Maria Damanaki is considering banning discards. ©European Union 2010

At the first high level meeting on discards, European Commissioner for Maritime Affairs and Fisheries, Maria Damanaki, said that she is considering banning discards altogether, as part of the CFP reform.

Speaking in Brussels she said: “I consider discarding of fish unethical, a waste of natural resources and a waste of fishermen’s effort. But I would like to go further… Therefore, I am considering proposing a discard ban as part of the CFP reform proposals.”

She said that continuing with the current policy will put the production capacity of marine ecosystems is at risk, and that discarding will erode the economic basis of fishermen and coastal regions will be eroded. She went on to say that fishermen and their families will pay the bill and consumers will turn away from fish, because, sooner or later, it will receive a negative image of waste of natural resources.

She outlined that idea, saying it would have to be a “gradual approach”. “We can start with the pelagic fisheries, and then cover a few important demersal mixed fisheries after a short phase in period. The list of species covered by a discard ban could then be enlarged year by year,” she said.
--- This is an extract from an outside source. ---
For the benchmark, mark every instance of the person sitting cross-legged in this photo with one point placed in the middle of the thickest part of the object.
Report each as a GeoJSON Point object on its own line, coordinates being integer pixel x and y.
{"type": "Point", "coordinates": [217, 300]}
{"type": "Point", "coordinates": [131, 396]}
She then went on to say that the question then is which management system to choose, in order to manage fish stocks. One possibility would be to only manage mixed fisheries with an effort system. The idea is to preserve relative stability by translating the relative stability in quotas into a relative stability in effort for mixed fisheries. Such a management system is relatively simple as all catches would need to be landed. Control is also easy as the time spent at sea can be easily controlled by the vessel monitoring system.

Another possibility is the catch quota system with by catch quotas. All catches would have to be counted against quotas and then later against the by catch quotas. In such a system it would also be necessary that Member States allocate quotas more in line with the real possible catches of their vessels. A catch quota system would need guarantees that it would work, because it will be more complicated.

She said: “Whatever system is chosen in the end, whether it is effort management or catch quotas, a discard ban needs consistency in all rules of the CFP. We need consistency in market measures. Also the control pillars of the CFP, will be very important. We will need CCTV or observers on board vessels above a certain length.”